4 reviews for Anais Anais Parfum Concentree Cacharel

  1. :

    3 out of 5

    Just scored a quarter ounce of this on Ebay in a very pretty little silver spray. On me, it has some of the same appeal as Givenchy’s Insensé – intensely bright floral but dry and somewhat herbal. What’s most exciting to me is how natural it smells, especially in comparison with most 21st century masculine fragrances. Good tenacity too – as you’d expect from something in a parfum concentration (you wonder why they didn’t *call* it a parfum or extrait – does Parfum de Toilette Concentré sound more appealing to younger women?).

  2. :

    3 out of 5

    This is one of my little obsessions. both the fragrance and bottles are gorgeous. For me it is one of those magic potions, and I love to dab it on the nape of my neck; it has a real extrait feel to it, a little oily. One of the best kept secrets of vintage perfumes, this one is resilient and often survives intact. A charming, flirtatious yet serious perfume, It leaves a true wake, but wears close and is subtle. It is never offensive, unlike it’s sister in a can, which can be too much for me. It is woody and smoky and animalic, but as I say, soft. It has that perfect balance, where the leathers are white kid gloves, and the florals are nuanced, especially notable with heavy lavender and hyacinth. And lilies, beautiful lilies, heavy with blossoms, and a voluptuous pink rose. Nothing about the florals is flashy, or screechy, yet the florals are longlasting and the parfum itself potent. You may not smell much at first, but give it time to warm and develop, and it really opens up; suddenly you can smell everything, distinctly, for just a moment. And I live for that moment, transported to a dewy morning in a garden straight out of Tasha Tudor.
    The drydown is wonderful, sandalwood you just can’t find anymore, and resins and smoke and cedar. A beautiful old school musk, and just the tiniest touch of patchouli, barely there.
    The fragrance and bottle are as one, oriental and floral, pastel and soft, with that pale pinkish stone/glass cabachon stopper. For me, this is part of what makes perfume a true art, when everything comes together. You can find this in one ounce and 15 ml bottles same as and/or similar to the one depicted, as well as rectangular 15 ml bottles with a silver clad base. I swear they still come up at affordable prices, so please don’t overpay.

  3. :

    3 out of 5

    @kl99:
    I agree very much with that commentary. The quality that perfumes had in the past, you can not find in our days not even in the niche. In my opinion, this is a trend and niche perfumery will come to an end in five or ten years. Niche perfumery is now infected with the same troubles and bad things than the conventional one.

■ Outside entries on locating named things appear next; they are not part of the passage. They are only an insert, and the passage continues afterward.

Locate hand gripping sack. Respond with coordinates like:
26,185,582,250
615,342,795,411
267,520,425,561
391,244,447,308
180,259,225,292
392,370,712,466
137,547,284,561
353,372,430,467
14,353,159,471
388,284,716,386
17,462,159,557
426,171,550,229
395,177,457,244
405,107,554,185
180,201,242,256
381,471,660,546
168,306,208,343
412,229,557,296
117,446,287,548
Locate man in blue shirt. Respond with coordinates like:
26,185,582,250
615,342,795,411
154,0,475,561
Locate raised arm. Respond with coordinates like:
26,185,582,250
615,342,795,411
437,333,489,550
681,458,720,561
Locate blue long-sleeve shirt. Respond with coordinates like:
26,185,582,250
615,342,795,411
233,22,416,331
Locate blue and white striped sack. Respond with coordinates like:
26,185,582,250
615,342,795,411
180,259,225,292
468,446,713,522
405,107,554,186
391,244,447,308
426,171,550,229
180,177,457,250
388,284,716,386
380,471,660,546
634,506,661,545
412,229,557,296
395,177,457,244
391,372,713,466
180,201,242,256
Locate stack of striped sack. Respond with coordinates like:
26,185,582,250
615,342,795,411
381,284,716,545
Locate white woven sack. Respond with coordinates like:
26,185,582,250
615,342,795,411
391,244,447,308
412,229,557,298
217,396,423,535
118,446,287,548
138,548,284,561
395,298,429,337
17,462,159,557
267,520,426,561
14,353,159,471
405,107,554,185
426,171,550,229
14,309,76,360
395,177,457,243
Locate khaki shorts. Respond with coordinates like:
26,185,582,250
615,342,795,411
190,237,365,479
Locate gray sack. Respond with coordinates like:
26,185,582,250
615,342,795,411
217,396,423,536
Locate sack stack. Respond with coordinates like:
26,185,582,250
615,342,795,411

And even the conventional one is begginning to mimic the niche…And with prices multipled by ten…And where is going the money we pay for niche perumes..? Not certainly in original advertising or in beautiful flacons…And more and more often, the niche fragances are, not exactly dissapointing, but not certainly worth of the prices we are paying for them. With designers’ fragances, the whole thing is even worse; they seem to have lost any sense of style or innovation, they use cheap materials, tacky bottles, uninspired compositions, or even worse, they copy other fragances in a totally shameless way, and they are selling , in many cases, cheap clones of other scents…but with designer prices…
    A real theft.

  4. :

    4 out of 5

    Wow. This bottle is a balsam for the eyes.
    If I think to those 250 euro per bottle for a niche squared and cylindrical bottles “all the same” in aspect and inside, and often with not so rare raw real materials.. Well.. Maisons should invest more in look for those amounts. Look here up. That is lux. In and out.
    Sorry me. just a rash and some considerations. no knowledge of the well known scent of Anais Anais. but must be the more intense version of the edt. Nowadays is a way to sell more to make difference between edc edt edp parfum. before this millennium was just an intensification of sillage and price. Absolutely minimum not detectable variations.